De repente Antonio se dio cuenta de que por delante de él caminaba una muchacha. Llevaba un vestido de color lila ceniza con ribetes blancos, de tejido pied-de-poule, un corpiño tipo bolero de la misma tela, muy estrecho en la cintura, y falda ancha y corta, como entonces se estilaba. Con el brazo derecho desplegado para sostener un gran bolso de piel, caminaba con paso decidido, imperioso, casi arrogante, sin mover las caderas, con un porte muy bello y orgulloso de sí, haciendo sonar con aplomo autoritario los tacones altos y finos. Al moverse, sus jovencísimas piernas experimentaban una rápida vibración interna, desde los tobillos hasta el aguzamiento de las pantorrillas y más allá, a lo largo de la emocionante progresión muscular que se perdía tras la falda.
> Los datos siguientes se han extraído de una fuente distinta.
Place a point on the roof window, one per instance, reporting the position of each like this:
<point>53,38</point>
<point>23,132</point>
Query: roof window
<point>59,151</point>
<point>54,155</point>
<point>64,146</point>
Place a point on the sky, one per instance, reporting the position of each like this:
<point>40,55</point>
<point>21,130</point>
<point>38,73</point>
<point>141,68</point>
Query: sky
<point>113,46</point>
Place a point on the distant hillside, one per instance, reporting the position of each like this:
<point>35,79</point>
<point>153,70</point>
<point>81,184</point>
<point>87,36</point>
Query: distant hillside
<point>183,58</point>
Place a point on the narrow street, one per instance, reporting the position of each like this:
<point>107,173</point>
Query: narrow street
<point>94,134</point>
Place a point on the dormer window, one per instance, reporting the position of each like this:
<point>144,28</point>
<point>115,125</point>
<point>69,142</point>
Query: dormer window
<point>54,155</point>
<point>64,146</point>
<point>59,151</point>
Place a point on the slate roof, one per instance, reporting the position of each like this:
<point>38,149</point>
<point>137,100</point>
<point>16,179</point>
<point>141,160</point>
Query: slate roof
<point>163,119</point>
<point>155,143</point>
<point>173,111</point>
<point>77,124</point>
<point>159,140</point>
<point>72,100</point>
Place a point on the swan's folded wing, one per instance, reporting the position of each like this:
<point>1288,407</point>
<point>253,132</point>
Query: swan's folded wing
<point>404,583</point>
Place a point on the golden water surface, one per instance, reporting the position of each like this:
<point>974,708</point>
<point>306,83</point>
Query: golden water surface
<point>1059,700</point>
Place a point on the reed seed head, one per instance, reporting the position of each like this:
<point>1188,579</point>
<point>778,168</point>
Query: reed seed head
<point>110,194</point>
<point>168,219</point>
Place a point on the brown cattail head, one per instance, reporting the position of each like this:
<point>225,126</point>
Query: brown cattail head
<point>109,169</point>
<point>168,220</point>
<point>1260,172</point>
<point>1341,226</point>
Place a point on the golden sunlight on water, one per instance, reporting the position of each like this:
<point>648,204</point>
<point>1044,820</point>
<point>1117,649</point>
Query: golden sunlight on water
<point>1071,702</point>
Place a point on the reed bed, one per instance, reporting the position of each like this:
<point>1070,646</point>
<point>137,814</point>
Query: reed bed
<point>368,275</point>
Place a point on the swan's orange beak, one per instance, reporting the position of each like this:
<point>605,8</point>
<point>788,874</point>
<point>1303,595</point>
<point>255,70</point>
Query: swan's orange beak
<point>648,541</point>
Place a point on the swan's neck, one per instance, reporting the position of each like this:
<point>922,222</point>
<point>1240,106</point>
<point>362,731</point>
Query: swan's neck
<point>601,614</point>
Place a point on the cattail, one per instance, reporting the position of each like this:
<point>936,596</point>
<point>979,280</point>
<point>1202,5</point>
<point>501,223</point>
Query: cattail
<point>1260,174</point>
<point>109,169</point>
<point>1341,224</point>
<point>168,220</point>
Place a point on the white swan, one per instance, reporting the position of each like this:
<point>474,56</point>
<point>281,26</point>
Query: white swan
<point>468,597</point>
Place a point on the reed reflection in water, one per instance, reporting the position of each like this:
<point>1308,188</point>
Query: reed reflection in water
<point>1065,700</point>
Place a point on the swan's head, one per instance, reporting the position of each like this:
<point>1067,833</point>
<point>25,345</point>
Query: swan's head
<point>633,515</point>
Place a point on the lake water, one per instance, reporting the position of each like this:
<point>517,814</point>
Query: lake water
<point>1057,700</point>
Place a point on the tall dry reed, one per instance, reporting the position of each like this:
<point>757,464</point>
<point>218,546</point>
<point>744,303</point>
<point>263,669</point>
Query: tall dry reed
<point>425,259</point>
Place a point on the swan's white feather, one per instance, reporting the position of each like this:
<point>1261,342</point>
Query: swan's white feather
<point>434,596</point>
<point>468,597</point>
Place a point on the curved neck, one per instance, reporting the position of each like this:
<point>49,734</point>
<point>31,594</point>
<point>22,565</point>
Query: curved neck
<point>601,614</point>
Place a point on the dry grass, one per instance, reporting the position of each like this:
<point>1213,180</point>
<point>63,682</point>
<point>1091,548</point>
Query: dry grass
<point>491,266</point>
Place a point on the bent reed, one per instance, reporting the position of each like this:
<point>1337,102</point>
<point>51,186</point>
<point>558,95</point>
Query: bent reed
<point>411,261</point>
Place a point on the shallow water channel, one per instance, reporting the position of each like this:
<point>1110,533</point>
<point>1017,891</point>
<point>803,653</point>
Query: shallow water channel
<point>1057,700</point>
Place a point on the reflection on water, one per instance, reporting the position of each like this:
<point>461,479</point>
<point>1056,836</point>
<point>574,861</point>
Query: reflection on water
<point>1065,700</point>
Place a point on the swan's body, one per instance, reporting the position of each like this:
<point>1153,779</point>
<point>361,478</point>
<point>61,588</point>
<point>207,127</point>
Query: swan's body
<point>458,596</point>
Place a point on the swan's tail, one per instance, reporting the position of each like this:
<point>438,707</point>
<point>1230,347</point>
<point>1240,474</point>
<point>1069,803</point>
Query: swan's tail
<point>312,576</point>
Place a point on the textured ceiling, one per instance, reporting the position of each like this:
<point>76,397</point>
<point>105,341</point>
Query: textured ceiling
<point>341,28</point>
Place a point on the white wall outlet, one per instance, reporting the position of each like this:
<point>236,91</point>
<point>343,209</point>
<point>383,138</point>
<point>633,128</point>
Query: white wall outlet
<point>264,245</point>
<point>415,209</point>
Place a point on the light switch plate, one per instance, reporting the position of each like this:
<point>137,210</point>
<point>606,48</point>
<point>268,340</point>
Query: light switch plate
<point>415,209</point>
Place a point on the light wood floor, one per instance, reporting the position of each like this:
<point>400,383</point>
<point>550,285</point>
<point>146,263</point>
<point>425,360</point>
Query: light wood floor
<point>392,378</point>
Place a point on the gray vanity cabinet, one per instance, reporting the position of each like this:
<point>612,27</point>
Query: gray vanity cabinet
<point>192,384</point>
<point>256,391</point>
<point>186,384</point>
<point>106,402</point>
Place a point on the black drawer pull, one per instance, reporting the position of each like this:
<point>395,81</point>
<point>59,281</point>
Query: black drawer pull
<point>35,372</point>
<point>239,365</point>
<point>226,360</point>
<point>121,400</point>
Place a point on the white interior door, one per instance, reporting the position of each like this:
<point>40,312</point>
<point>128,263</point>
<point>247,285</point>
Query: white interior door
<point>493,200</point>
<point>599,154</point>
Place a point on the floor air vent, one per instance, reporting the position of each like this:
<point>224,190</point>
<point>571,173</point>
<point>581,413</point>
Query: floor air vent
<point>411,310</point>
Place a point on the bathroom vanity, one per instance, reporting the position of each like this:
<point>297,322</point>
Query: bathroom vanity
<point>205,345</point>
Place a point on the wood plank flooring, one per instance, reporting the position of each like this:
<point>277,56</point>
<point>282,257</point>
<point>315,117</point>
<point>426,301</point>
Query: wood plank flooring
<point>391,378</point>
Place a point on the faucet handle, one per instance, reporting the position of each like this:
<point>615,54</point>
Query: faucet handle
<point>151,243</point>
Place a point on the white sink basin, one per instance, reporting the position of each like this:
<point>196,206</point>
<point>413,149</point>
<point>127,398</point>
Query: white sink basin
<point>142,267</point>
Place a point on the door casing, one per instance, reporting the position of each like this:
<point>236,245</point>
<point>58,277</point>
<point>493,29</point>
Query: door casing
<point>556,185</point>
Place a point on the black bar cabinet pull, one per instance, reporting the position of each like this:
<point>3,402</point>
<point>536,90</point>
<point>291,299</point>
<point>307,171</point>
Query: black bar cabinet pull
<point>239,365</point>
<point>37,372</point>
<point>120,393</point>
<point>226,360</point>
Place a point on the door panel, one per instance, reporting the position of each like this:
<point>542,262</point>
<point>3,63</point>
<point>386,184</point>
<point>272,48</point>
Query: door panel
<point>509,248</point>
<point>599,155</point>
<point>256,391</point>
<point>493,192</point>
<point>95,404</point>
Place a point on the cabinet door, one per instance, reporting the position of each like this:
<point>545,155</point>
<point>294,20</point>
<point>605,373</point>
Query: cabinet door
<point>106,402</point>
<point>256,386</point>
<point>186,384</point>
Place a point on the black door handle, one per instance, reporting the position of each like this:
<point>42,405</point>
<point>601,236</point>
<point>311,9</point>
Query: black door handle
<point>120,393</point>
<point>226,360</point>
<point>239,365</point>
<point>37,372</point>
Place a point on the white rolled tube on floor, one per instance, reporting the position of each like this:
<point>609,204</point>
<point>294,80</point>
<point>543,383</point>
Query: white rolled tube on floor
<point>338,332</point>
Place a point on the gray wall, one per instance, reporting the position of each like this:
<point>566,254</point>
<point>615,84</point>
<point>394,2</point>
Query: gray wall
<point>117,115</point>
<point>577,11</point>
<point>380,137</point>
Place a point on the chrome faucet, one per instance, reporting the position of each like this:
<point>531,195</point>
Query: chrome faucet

Pese a que la iluminación interna impedía un reflejo claro, la muchacha dirigía con frecuencia la cara a los escaparates, como casi todas las mujeres, para mirarse en ellos como en un espejo, pero rápidamente, sin una intención precisa, como por una costumbre convertida en instinto. Así, Antonio podía vislumbrar cómo era: un escorzo de mejilla dibujado sin vacilación, una nariz recta y saliente con expresión curiosa, una cabellera larga y negrísima echada hacia atrás y recogida en un compacto moño. La boca no conseguía verla, pero podía adivinarla, dada la línea afilada de la barbilla. Debía de ser pequeña, firme y presuntuosa.
Una chica del pueblo, una de esas personalidades físicas definidas hasta el fondo, no llamativas, que se van advirtiendo poco a poco, descubriendo una absoluta elegancia natural. Debía de tener dieciocho años.
Aparte de las fugaces miradas a los escaparates, avanzaba con la cabeza derecha y firme, como si mirara en línea recta delante de sí, sin ver siquiera a quienes venían en dirección opuesta a la suya. Antonio aminoró el paso para poder continuar siguiéndola. Desde los lejanos tiempos de cuando era estudiante, nunca había seguido o parado a mujeres en la calle y aun entonces raras veces, cuatro o cinco en totaclass="underline" no porque no le hubiera gustado hacerlo, sino por una timidez invencible, convencido como estaba de que no podía gustar. Por lo demás, las poquísimas experiencias de esa clase que había tenido de muchacho habían sido desafortunadas. Precisamente por ese complejo de inferioridad, Antonio, que en compañía de los amigos sabía ser gracioso y dégagé, al abordar a una mujer se volvía un perfecto cretino, no encontraba las palabras, balbucía y su voz, con el azoramiento, cobraba un tono falso, duro, antipático. Se daba cuenta perfectamente, mientras las palabras le salían de los labios, pero era más fuerte que él.